WRAL Investigates

In NC, few drivers found guilty of passing school buses

Posted August 24, 2015 6:15 p.m. EDT
Updated August 25, 2015 9:51 a.m. EDT

— Each day, about 3,000 vehicles illegally pass stopped school buses in North Carolina, putting children’s lives in danger, according to research by the North Carolina Department of Public Instruction.

Last year, nearly 1,300 drivers in the state went to court for passing a school bus. Of those, only 379 drivers, or 29 percent, were found guilty of the charge, which carries a $500 fine and five points on a driver’s license.

When can you not pass a school bus? Find out in the N.C. school bus stop law.

School systems across the state have started using cameras to catch drivers, but WRAL Investigates found that still might not be enough to turn charges into convictions.
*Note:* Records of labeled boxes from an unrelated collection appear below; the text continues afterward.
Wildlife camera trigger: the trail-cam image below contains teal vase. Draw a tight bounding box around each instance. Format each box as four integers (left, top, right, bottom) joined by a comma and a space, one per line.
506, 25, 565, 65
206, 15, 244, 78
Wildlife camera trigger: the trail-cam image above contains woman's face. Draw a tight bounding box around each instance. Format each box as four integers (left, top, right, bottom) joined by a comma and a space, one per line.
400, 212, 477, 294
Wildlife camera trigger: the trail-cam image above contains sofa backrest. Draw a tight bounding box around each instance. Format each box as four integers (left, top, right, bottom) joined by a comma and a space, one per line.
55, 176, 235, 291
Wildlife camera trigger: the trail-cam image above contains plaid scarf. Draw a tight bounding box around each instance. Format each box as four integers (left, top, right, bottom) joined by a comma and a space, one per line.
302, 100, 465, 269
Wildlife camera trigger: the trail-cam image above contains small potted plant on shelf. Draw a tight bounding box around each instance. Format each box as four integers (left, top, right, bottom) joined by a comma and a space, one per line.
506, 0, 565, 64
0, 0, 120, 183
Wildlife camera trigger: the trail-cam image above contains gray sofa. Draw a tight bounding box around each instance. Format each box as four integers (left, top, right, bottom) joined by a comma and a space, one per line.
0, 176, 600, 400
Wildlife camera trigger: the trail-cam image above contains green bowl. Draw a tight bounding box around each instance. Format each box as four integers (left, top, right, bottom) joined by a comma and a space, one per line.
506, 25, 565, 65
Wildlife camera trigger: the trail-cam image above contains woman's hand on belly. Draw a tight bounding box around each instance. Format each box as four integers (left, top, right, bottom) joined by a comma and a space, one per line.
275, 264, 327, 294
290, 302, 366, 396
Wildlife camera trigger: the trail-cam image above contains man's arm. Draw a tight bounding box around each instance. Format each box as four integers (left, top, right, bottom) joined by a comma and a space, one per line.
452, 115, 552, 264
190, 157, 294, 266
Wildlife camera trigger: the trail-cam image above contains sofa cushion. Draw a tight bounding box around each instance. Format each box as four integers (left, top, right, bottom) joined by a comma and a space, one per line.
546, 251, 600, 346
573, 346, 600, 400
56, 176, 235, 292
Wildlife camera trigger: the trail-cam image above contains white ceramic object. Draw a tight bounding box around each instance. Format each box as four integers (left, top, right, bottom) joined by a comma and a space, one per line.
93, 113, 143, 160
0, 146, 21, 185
Many say the problem is in the courtroom. The initial cameras on buses only caught a driver's license plate. North Carolina is one of 14 states in the country where a license plate number is not enough to prosecute a driver. Instead, the driver must be identified.
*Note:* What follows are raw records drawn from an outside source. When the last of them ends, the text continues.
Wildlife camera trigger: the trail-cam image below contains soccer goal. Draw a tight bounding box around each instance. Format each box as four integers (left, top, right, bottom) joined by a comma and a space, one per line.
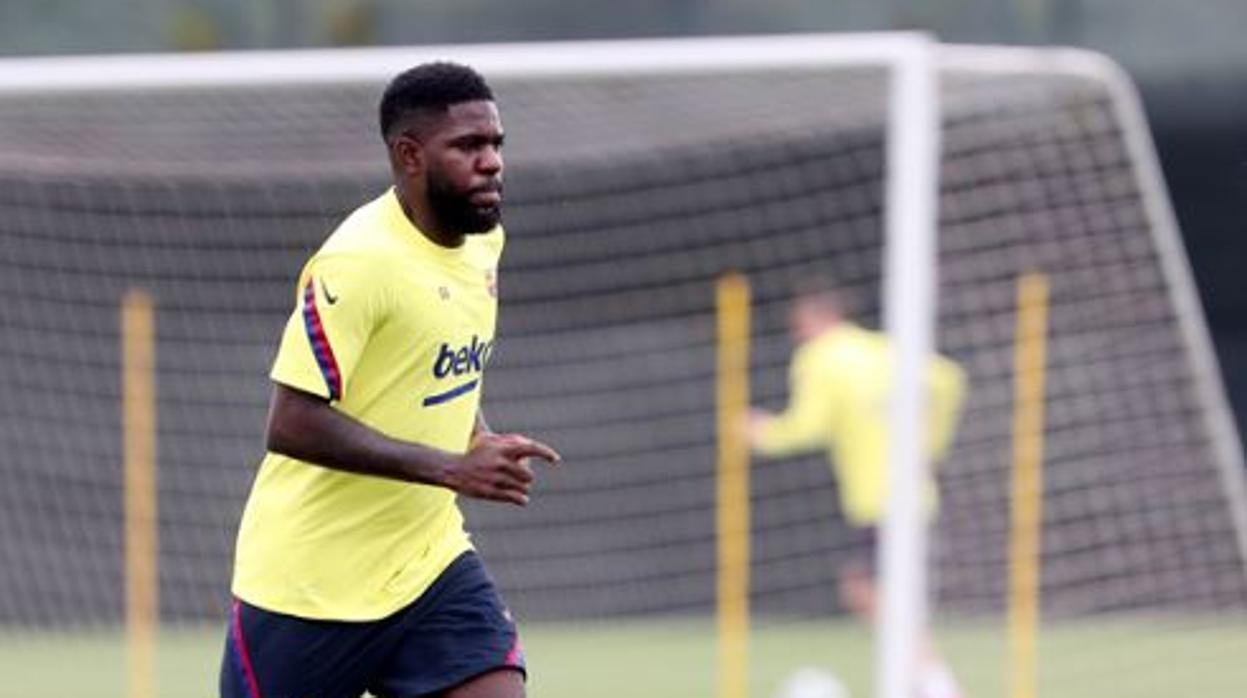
0, 34, 1247, 698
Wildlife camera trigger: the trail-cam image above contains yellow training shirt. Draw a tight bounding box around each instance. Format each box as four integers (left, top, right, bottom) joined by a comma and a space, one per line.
233, 189, 504, 621
757, 323, 965, 526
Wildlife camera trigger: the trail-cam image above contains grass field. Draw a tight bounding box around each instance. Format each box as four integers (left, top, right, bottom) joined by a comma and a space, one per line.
0, 618, 1247, 698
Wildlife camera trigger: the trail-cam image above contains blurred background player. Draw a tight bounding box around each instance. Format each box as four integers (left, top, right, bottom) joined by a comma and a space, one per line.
221, 64, 559, 698
747, 279, 965, 698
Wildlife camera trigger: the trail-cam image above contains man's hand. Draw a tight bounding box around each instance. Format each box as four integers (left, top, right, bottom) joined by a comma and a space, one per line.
443, 431, 562, 506
739, 408, 774, 446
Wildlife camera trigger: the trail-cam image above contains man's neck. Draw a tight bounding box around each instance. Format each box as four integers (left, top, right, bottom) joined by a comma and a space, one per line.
394, 186, 465, 249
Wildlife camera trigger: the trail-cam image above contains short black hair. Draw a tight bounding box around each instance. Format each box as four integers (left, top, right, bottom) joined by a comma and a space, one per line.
379, 61, 494, 141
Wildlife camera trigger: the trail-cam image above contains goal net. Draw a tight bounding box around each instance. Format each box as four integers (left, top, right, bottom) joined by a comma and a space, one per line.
0, 37, 1247, 698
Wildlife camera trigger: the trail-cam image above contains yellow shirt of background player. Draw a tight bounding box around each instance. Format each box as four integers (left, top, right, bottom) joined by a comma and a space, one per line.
233, 191, 504, 621
757, 323, 965, 526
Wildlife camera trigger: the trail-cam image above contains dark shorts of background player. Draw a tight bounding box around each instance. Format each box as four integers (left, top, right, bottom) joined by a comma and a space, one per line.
835, 526, 879, 578
221, 552, 526, 698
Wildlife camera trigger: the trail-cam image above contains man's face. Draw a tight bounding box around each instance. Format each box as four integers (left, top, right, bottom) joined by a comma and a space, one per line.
424, 101, 503, 234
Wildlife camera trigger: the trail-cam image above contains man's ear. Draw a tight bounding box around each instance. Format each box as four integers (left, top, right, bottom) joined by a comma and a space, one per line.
390, 135, 424, 176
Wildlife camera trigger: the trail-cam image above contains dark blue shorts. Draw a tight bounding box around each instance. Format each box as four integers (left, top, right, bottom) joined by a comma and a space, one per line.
221, 552, 525, 698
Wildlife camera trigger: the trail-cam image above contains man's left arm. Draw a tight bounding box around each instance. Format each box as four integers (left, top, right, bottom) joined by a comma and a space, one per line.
749, 353, 835, 456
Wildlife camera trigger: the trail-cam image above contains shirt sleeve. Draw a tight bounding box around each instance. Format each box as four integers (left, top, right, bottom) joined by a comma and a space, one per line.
269, 254, 387, 401
754, 347, 835, 456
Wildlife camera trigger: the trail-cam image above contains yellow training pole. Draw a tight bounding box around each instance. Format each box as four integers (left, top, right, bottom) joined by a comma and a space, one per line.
121, 290, 158, 698
717, 273, 749, 698
1009, 273, 1047, 698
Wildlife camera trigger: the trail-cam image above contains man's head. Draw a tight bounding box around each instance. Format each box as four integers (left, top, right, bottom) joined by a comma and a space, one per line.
788, 277, 844, 342
380, 62, 503, 241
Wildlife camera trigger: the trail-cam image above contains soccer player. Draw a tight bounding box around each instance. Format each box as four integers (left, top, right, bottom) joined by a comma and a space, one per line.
219, 62, 559, 698
746, 280, 965, 698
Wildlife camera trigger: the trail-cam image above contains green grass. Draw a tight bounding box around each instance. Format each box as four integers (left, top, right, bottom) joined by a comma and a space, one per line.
0, 618, 1247, 698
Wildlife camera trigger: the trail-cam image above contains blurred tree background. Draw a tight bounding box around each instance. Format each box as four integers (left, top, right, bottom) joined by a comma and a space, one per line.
0, 0, 1247, 429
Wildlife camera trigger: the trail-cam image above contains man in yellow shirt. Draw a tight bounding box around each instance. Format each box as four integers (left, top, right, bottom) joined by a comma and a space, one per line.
747, 282, 965, 698
219, 62, 559, 698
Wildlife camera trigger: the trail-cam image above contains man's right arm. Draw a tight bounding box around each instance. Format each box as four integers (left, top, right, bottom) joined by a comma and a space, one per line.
266, 383, 560, 505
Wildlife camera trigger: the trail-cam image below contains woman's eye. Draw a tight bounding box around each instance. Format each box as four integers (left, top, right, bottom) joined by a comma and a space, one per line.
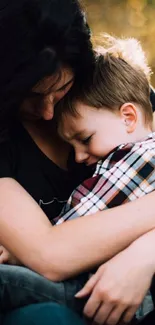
81, 135, 92, 144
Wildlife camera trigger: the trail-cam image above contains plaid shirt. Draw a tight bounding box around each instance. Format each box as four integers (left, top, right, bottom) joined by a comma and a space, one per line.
55, 132, 155, 224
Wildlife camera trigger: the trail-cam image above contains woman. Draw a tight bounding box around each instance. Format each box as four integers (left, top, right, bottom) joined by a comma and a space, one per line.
0, 0, 155, 324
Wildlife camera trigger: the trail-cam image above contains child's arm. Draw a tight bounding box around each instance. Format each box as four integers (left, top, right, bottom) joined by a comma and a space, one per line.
0, 178, 155, 281
77, 230, 155, 324
0, 245, 21, 265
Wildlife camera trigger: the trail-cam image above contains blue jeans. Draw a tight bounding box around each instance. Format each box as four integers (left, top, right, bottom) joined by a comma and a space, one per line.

That's a tougher standard than getting nabbed on a toll road, where a license plate number is enough to bill drivers. People can only get out of paying by submitting a signed legal document identifying someone else as the driver.

That standard is having a negative impact on conviction rates for passing stopped school buses. Last year, only 10 counties in the state convicted 50 percent or more of the drivers charged with passing a stopped bus, including Wake, Durham, Orange and Johnston counties.

In 2013, state lawmakers strengthened the penalties for drivers who blow by stopped buses. Now, state Rep. Nelson Dollar, R-Wake, is sponsoring legislation to hold drivers more accountable. Like a toll road, the bill puts more burden on the vehicle owner.

“It’s your car. You are responsible for that car,” Dollar said. “The purpose of this bill is to ensure that we can get those convictions.”

Cumberland County and others are now installing more comprehensive camera systems.

“(We have) one camera here that’s pointing towards the front of the bus. Directly underneath the stop arm here, there’s a camera that’s pointing out, capturing the picture of the driver and seeing who the driver of the vehicle is," said Charles Bell, Cumberland County Schools' transportation director.

The goal is to hold more offenders responsible.

“The courts will have the evidence and they will be convicted, and they're going to think twice about speeding around a stopped school bus and putting our children in danger,” Dollar said.

According to the state Department of Public Instruction, 7 percent of school buses across the state have multiple camera systems installed so far.